Graham is a jack of all trades

From the Manchester Evening News, 17 January 2003.

Graham Heathcote’s biggest problem before going to work at Altrincham Football Club is deciding what to wear. Is it a suit for his job as secretary?

Or wrap-up warm in casual gear for his role as groundsman? Or, since October, is it boots and tracksuit as worn by the team manager? That’s the latest role for Altrincham’s man of many parts and one he’s started well after taking over with the word crisis written large over the famous semi-pro club’s future.
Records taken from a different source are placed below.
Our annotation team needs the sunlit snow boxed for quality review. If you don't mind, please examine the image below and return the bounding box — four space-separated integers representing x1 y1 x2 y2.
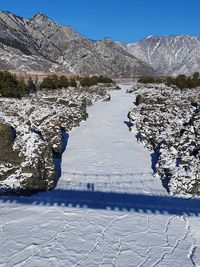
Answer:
0 84 200 266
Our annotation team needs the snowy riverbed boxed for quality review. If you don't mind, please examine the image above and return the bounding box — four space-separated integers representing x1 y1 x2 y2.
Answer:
0 84 200 266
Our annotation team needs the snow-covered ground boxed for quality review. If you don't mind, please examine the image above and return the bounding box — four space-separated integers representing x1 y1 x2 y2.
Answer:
0 84 200 266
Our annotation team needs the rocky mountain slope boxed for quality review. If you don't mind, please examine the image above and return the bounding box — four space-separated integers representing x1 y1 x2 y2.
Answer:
126 35 200 76
0 11 155 77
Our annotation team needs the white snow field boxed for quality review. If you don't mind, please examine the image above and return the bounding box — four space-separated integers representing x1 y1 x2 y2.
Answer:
0 84 200 266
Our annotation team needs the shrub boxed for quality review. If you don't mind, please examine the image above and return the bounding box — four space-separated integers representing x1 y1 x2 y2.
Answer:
138 76 164 84
68 77 77 87
79 75 114 87
40 75 78 89
40 74 60 89
26 77 36 93
139 73 200 89
98 75 114 84
59 75 69 88
0 71 25 98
But it’s much more than a job for Heathcote, It’s a mission. He has been involved with the Moss Lane club for many of the last 32 years since he signed for them as a 16-year-old part-time professional on £8 a week. Talk to him about the club’s slide from the edge of Football League status, and a history as famed FA Cup giantkillers, to the brink of closure, and it’s easy to see that it hurts a lot. It’s hardly surprising to hear a man who scored 147 goals in 502 starts for the club say: "I want to put the pride back into Altrincham because it has been badly dented".

Heathcote wants it so much that he’s doing the manager’s job for free, staying on his salary as groundsman and secretary rather than cut into the £1,800-a-week budget he’s got for his team.

He took over when the Robins had taken just 11 points from 13 matches. Relegation from the Conference had been agony enough but a further drop down the semi-pro pyramid into the UniBond League’s first division was too bad to even consider. Heathcote, who had rejected the managership on two previous occasions, has turned the rocky Robins round with 26 points from 14 games. But they are still far from being the old rockin Robins who played the likes of Tottenham, Everton and Birmingham in the FA Cup. They were 48 hours from closure when the board resigned last May, and Heathcote was instrumental In bringing in two of the three new directors who took over at an extraordinary general meeting.

The club debt of £650,000 remains but under the stewardship of chairman Geoff Goodwin, Andrew Shaw and Grahame Rowley, it isn’t getting any bigger. Said Heathcote: "The job is all about this club surviving and that means working seven days a week. Anyone who thinks semi-pro football means part-time football needs to think again. But results are improving, crowds are up to 600 and faces that had disappeared are driftIng back.

A lot of our problems have been self-inflicted but we’ve got a united club again and I want to keep that. We need more finance because my wage bill for the team won’t be one of the top six in the division. But Geoff Goodwin has done a marvellous job in stabilising the club. Our debt isn’t increasing and we’ve the rest of this season and the next one to work on it before a possible change in the structure of semi-pro football. The Conference want to bring in a northern division and we need to be financially capable of takIng that step if it happens".

Heathcote’s appointment as team boss, to succeed Bernard Taylor, was greeted by the sound of silence - literally. Not all fans were happy with the turn of events and a handful who saw Heathcote win his first game in charge 3-0 at Burscough showed their feelings by not cheering. Heathcote, who has had spells in charge at Barrow and Winsford, added: "I know what was being said but there was no stitch-up. Everything that happened was down to results and I know the same will apply to me if it doesn’t work out in the longer term. But I think those fans are happy now.

I’ve no interest in becoming a director. I can do what I can to help the club where I am now. I knew when I took over that we didn’t have poor players. My motivation was to get struggling players to perform to their abilities. Effort was the starting point and I wasn’t happy with the overall fitness so I put them through another pre-season training programme. It was tough but the response was superb and now we are getting the benefits". Heathcote has brought in the experienced Dalton Steele as his assistant and added players like David Gardner, ex-United, Barry Shuttleworth and Jordan Burke to his squad. Steve Lunt has stepped up from the youth team and done well. He added: "Apart from Gary Talbot, who is 33, and Mark Maddox, who is 29, the squad is very young with an average age of 23. I am looking for them to stay together in the long term".

It’s Altrincham’s centenary year and they are hoping to have a celebration dinner. Thanks to people like Graham Heathcote, at least they’ve reached a centenary to celebrate.